Re: [PATCH 1/2] pack-objects: Teach --use-bitmap-index codepath to respect --local, --honor-pack-keep and --incremental

[Date Prev][Date Next][Thread Prev][Thread Next][Date Index][Thread Index]

 



Kirill Smelkov <kirr@xxxxxxxxxx> writes:

> ---- 8< ----
> From: Kirill Smelkov <kirr@xxxxxxxxxx>
> Subject: [PATCH v3] pack-objects: Teach --use-bitmap-index codepath to respect
>  --local, --honor-pack-keep and --incremental

(Not a question to Kirill)

Hmph.  I suspect that handling of in-body header by mailinfo not
prepared to see RFC2822 header folding.  "am -c" gives a single line
subject with " --local ..." as its first line in the body.

I'll leave it as a low-hanging fruit for somebody to fix ;-)

	Subject: pack-objects: respect --local, etc. when bitmap is in use

might be shorter and more to the point, anyway.

> diff --git a/builtin/pack-objects.c b/builtin/pack-objects.c
> index c4c2a3c..e06c1bf 100644
> --- a/builtin/pack-objects.c
> +++ b/builtin/pack-objects.c
> @@ -944,13 +944,45 @@ static int have_duplicate_entry(const unsigned char *sha1,
>  	return 1;
>  }
>  
> +static int want_found_object(int exclude, struct packed_git *p)
> +{
> +	if (exclude)
> +		return 1;
> +	if (incremental)
> +		return 0;
> +
> +	/*
> +	 * When asked to do --local (do not include an
> +	 * object that appears in a pack we borrow
> +	 * from elsewhere) or --honor-pack-keep (do not
> +	 * include an object that appears in a pack marked
> +	 * with .keep), we need to make sure no copy of this
> +	 * object come from in _any_ pack that causes us to
> +	 * omit it, and need to complete this loop.  When
> +	 * neither option is in effect, we know the object
> +	 * we just found is going to be packed, so break
> +	 * out of the search loop now.
> +	 */

The blame is mine, but "no copy of this object appears in _any_ pack"
would be more correct and easier to read.

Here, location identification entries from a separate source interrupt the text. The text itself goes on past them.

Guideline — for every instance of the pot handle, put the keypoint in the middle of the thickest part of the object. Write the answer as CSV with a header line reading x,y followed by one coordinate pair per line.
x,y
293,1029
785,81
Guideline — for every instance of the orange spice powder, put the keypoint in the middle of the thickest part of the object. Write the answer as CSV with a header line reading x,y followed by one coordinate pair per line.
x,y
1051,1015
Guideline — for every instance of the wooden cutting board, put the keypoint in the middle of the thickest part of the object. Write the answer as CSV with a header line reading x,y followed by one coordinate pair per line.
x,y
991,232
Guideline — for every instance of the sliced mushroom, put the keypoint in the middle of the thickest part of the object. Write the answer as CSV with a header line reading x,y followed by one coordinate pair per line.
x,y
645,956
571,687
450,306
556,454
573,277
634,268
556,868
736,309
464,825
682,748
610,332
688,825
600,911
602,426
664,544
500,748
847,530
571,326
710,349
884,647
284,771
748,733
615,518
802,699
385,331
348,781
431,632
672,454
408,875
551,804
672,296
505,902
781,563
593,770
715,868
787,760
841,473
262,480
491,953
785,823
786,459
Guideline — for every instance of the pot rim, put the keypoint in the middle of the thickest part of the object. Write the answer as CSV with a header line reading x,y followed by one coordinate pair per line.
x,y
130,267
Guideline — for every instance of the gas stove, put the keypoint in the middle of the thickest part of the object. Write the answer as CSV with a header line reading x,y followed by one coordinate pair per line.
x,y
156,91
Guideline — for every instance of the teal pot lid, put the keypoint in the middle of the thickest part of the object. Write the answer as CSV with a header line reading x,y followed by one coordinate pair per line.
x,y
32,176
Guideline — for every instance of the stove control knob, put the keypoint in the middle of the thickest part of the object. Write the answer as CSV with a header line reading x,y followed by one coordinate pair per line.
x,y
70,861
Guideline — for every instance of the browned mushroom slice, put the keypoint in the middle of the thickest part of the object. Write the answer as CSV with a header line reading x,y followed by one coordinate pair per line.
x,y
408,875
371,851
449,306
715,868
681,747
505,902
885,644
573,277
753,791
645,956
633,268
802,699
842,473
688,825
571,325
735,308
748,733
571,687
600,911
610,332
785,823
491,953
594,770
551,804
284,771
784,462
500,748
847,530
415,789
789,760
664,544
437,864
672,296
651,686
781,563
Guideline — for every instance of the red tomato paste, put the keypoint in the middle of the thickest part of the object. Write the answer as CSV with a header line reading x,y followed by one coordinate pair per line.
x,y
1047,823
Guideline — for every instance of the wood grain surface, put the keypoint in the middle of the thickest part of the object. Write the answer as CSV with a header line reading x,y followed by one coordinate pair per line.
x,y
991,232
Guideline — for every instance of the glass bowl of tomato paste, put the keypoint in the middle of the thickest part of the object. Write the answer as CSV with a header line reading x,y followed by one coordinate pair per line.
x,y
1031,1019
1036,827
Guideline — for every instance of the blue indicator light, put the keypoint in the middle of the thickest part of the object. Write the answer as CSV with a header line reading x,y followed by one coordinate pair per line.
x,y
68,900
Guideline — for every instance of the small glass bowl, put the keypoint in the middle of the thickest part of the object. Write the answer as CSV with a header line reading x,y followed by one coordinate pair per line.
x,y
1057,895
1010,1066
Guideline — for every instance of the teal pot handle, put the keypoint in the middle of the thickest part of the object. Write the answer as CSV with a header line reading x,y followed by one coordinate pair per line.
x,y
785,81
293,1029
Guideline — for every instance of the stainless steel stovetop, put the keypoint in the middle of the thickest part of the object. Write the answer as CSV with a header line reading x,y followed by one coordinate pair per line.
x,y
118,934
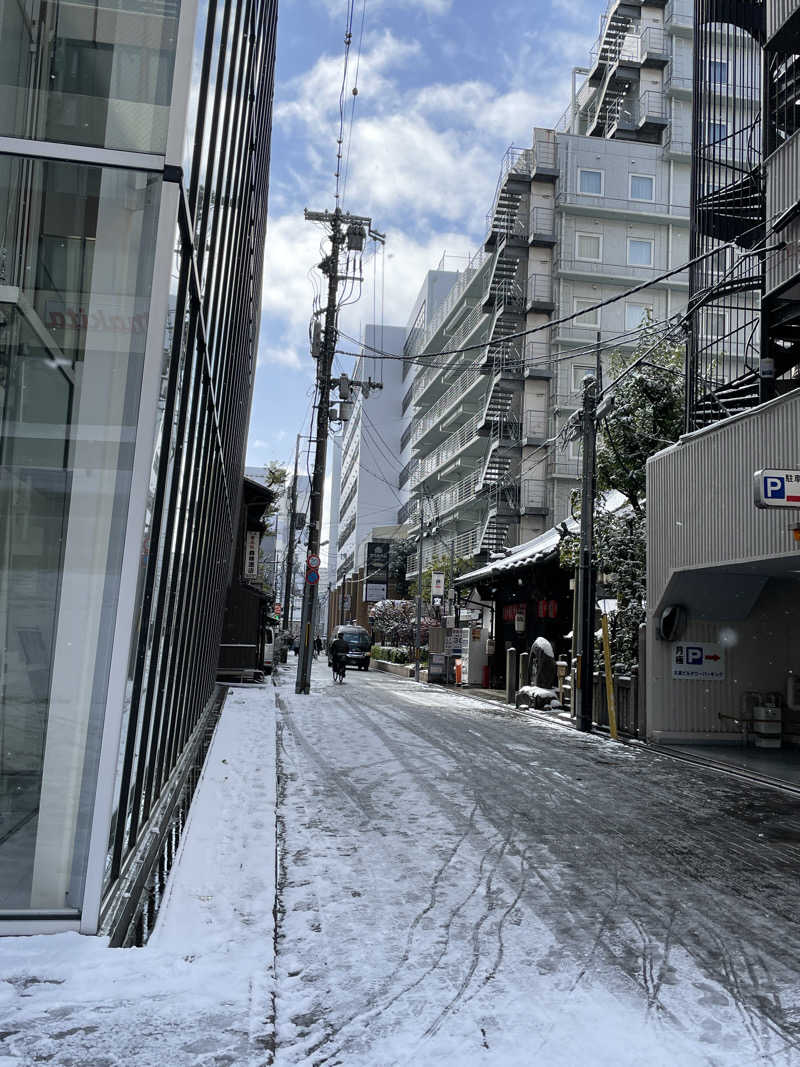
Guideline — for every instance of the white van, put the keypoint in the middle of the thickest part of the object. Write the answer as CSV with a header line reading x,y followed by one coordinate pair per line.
x,y
269,650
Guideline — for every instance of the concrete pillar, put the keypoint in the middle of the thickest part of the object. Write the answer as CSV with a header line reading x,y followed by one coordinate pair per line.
x,y
510,675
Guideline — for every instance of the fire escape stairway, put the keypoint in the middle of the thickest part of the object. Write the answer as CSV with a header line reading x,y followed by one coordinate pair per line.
x,y
502,497
742,393
735,211
786,94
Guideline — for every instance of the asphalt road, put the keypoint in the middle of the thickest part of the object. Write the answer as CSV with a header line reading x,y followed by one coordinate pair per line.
x,y
462,882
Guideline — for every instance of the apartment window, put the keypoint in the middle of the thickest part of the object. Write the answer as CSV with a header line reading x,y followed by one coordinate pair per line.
x,y
590,182
720,261
578,373
715,324
588,318
642,187
637,315
640,252
589,247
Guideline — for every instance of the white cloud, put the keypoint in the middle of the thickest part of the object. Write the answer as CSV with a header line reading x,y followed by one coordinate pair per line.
x,y
284,356
424,163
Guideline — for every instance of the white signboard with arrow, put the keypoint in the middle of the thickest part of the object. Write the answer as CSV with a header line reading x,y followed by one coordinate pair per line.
x,y
699,662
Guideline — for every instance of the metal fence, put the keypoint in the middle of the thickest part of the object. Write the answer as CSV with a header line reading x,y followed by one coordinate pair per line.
x,y
626,702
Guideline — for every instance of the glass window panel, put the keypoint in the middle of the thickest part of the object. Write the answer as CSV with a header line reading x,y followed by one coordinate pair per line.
x,y
640,252
73,328
588,247
636,315
578,373
83,74
590,181
590,318
642,187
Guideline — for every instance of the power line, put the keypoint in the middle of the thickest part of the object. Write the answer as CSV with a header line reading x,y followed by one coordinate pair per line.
x,y
586,311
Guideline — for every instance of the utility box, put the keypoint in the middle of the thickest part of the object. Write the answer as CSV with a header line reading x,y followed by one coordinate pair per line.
x,y
767,725
441,668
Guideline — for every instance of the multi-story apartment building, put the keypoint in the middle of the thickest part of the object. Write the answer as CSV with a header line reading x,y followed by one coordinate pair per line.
x,y
133,197
723,515
371,448
593,208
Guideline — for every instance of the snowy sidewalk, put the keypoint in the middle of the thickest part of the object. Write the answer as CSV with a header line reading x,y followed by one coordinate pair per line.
x,y
463,885
201,990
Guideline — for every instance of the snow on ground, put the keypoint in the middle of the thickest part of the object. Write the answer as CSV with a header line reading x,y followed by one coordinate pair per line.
x,y
200,991
461,886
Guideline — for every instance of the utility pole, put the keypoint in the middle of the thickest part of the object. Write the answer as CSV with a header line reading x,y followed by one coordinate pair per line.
x,y
346,232
419,586
288,591
587,571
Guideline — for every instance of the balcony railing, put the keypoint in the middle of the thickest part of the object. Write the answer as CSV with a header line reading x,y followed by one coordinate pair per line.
x,y
425,379
348,499
545,154
632,114
456,393
538,356
533,493
509,295
534,425
593,204
676,146
680,15
676,82
405,473
466,276
563,465
540,288
448,448
542,221
347,531
568,265
509,223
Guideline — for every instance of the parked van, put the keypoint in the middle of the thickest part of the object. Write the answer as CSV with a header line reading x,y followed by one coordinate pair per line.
x,y
269,650
360,645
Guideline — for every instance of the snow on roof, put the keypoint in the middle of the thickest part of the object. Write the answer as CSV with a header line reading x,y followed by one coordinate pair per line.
x,y
541,547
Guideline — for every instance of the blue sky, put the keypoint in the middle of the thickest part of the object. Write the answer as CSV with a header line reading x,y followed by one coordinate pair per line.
x,y
444,88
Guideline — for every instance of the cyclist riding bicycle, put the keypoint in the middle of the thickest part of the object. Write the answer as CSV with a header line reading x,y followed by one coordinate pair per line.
x,y
339,651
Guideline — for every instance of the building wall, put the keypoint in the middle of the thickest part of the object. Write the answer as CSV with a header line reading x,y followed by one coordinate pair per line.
x,y
122,457
370,466
735,566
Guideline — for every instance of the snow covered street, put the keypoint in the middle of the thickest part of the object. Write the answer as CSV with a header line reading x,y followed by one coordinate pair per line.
x,y
462,884
201,990
459,884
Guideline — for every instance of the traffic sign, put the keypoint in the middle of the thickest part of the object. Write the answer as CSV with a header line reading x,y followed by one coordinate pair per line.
x,y
777,489
699,662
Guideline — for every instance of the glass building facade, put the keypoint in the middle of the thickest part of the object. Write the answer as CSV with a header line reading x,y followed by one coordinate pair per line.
x,y
133,176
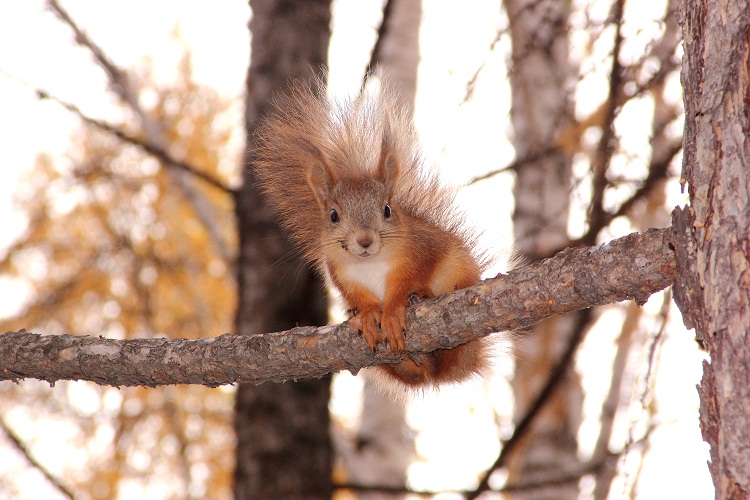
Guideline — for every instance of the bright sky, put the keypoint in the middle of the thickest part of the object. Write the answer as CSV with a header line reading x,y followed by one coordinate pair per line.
x,y
466,139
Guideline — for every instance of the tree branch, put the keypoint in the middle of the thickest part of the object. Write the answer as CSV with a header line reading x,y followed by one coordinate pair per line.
x,y
632,267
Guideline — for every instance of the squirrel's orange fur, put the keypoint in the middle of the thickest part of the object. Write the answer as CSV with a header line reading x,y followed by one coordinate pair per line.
x,y
348,183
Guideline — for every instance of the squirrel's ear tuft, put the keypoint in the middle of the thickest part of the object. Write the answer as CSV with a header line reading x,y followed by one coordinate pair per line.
x,y
319,180
388,164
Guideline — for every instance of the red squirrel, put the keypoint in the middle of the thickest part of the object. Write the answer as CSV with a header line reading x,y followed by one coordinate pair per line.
x,y
348,183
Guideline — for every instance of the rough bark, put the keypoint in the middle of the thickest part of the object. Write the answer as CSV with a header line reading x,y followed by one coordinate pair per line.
x,y
632,267
713,234
283,447
541,108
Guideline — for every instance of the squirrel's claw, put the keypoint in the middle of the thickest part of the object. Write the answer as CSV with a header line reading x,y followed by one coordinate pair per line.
x,y
366,321
393,327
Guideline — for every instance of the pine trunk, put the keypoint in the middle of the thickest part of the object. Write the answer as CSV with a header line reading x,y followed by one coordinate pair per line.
x,y
713,234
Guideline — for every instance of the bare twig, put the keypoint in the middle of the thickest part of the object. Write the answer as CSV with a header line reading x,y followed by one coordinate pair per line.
x,y
21,447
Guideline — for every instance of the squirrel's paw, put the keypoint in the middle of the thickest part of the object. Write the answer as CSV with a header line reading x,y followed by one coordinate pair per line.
x,y
366,321
393,326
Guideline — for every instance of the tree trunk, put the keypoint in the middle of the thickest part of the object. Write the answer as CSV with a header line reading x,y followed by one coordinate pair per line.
x,y
283,447
713,243
540,82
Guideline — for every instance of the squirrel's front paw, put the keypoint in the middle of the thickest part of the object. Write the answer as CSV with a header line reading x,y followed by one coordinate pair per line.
x,y
393,326
367,321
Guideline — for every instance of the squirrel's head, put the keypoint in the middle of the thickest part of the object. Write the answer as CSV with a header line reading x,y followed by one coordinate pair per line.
x,y
357,211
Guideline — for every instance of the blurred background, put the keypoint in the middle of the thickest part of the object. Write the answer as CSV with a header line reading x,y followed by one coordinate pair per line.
x,y
122,133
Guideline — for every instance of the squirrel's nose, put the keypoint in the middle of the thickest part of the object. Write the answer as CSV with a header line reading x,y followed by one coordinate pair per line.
x,y
364,241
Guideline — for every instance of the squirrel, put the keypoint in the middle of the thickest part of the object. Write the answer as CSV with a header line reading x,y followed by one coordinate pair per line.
x,y
348,183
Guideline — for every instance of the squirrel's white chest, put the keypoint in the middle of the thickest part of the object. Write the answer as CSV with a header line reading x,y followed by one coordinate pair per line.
x,y
370,273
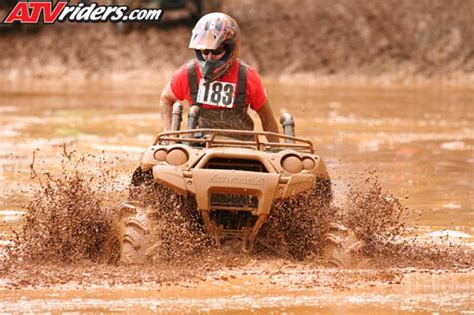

This code is no longer in a search loop; its caller is.  Further
rephrasing is needed.  "When asked to do ...these things..., finding
a pack that matches the criteria is sufficient for us to decide to
omit it.  However, even if this pack does not satisify the criteria,
we need to make sure no copy of this object appears in _any_ pack
that makes us to omit the object, so we need to check all the packs.
Signal that by returning -1 to the caller." or something along that
line.

>  /*
>   * Check whether we want the object in the pack (e.g., we do not want
>   * objects found in non-local stores if the "--local" option was used).
>   *
> - * As a side effect of this check, we will find the packed version of this
> - * object, if any. We therefore pass out the pack information to avoid having
> - * to look it up again later.
> + * As a side effect of this check, if object's pack entry was not already found,
> + * we will find the packed version of this object, if any. We therefore pass
> + * out the pack information to avoid having to look it up again later.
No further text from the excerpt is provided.